Skip to content

XiaofengZhu/uRank_uMart

Repository files navigation

uRank_uMart

Listwise Learning to Rank by Exploring Unique Ratings (accepted at WSDM 2020)

Configuration

Set a system variable RAW_RANK_DATA that stores the folder that contains the raw ranking data

Set a system variable TF_RANK_DATA that stores the folder that contains the serialized ranking data

Convert raw ranking data to tf records (THIS IS AN IMPORTANT STEP)

python prepare_data.py

Your TF_RANK_DATA should now contain the serialized tf records for running the experiments.

You will see the batch size being 1, meaning one serialized query per batch. The actual batch size the number of documents per query.

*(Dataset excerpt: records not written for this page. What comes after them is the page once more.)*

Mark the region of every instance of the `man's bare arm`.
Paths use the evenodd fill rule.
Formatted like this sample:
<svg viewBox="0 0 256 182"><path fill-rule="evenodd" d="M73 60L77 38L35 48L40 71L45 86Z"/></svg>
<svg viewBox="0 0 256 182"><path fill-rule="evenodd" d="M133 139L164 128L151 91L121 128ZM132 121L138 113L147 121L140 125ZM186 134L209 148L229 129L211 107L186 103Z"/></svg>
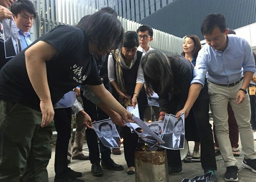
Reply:
<svg viewBox="0 0 256 182"><path fill-rule="evenodd" d="M105 88L103 84L99 85L89 85L89 87L106 107L121 115L125 121L133 122L131 121L132 114L117 102Z"/></svg>
<svg viewBox="0 0 256 182"><path fill-rule="evenodd" d="M187 117L189 111L200 93L202 87L202 85L199 83L194 83L190 86L188 99L183 109L176 114L177 118L179 118L180 115L183 112L185 112L185 118Z"/></svg>
<svg viewBox="0 0 256 182"><path fill-rule="evenodd" d="M250 71L246 71L244 74L244 80L243 80L243 84L242 86L241 89L245 90L247 90L247 87L248 86L252 78L254 73ZM244 100L245 99L245 93L242 91L240 90L237 92L236 97L236 100L237 104L239 104Z"/></svg>
<svg viewBox="0 0 256 182"><path fill-rule="evenodd" d="M52 46L42 41L35 43L25 52L28 75L40 100L42 127L51 122L54 114L47 80L45 62L54 57L56 54Z"/></svg>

Thanks to suggestions from WSDM attendants. An engineering side improvement could be accumulating the loss every a few batches to receive more smooth gradient updates.

params

src/experiments/base_model/params.json contains all of the hyper-parameters.

For instance, num_learners is used to control how many weak learners are used in uBoost and urBoost.

mlp_sizes controls the number of MLP layers and the number of neurons per layer.

residual_mlp_sizes controls the MLP network parameters for the gradient boosting step.

pooling and rnn are used for urRank and urBoost only. "pooling": "MP" denotes max-pooling, and "pooling": "AP" denotes average-pooling. "rnn": "C1" generally works better than "rnn": "C2".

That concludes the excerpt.